Santosh Sivan, the director-writer, never names the chosen target (he's called "the VIP") but evokes the story of Dhanu, the bomb-wearing female Tiger who in 1991 killed herself, 16 bystanders, and Rajiv Gandhi, the former prime minister of India. Malli (played by the radiant Ayesha Dharkar) plans to garland the VIP with flowers, then bow before him as she ignites the explosives wrapped around her waist. Her field officer explains the military importance of suicide: "We know we have a supreme weapon. You're infallible -- a thinking bomb."

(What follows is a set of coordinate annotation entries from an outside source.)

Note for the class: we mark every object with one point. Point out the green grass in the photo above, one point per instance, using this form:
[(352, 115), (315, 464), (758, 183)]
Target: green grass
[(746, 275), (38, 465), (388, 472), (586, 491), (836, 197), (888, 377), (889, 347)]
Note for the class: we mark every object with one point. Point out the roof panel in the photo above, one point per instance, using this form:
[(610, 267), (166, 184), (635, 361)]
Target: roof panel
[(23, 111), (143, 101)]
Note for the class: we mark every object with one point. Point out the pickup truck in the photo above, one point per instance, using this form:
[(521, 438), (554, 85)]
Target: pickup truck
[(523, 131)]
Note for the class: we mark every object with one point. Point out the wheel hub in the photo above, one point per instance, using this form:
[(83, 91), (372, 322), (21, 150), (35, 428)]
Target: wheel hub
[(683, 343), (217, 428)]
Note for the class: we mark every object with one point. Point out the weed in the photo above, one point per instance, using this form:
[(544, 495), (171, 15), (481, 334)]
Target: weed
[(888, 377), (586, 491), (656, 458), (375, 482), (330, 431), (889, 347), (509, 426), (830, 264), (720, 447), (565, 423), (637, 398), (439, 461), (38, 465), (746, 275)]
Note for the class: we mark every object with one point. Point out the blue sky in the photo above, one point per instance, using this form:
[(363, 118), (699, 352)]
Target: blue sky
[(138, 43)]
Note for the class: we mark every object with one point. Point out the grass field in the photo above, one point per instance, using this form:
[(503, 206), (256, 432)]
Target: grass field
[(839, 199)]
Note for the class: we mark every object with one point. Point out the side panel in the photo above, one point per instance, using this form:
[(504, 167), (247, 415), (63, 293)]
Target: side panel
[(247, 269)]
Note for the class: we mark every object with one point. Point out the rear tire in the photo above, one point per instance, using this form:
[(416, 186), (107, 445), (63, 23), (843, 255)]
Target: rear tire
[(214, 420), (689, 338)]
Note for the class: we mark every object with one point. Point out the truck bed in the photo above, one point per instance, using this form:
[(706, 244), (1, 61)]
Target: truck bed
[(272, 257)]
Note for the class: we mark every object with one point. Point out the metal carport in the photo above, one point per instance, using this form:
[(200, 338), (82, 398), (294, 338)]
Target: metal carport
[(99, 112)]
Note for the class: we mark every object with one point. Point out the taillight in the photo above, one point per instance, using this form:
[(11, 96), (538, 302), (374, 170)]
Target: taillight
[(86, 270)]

To inject tension into his last 30 minutes, and arouse additional sympathy for his main character, Sivan has her discover she's pregnant, which weakens her resolve. She hasn't given a thought to the crowd she's expecting to murder, but the idea of harming her unborn baby disturbs her. That rather illogical resolution demonstrates how much this phenomenon baffles sane people like Santosh Sivan.

What seems astonishing in retrospect is that hardly anyone guessed the implication of the Lebanon bombings when they occurred. We didn't imagine they would turn out to be among the crucial events of the 1980s, like the fall of the Berlin Wall and Tiananmen Square. After mourning those who died in Lebanon, we turned to other matters, mostly ignoring the spread of suicide terrorism across large sections of the world. As Joseph Lelyveld remarked wonderingly in a recent article for The New York Times Magazine, "All that happened when we were looking the other way."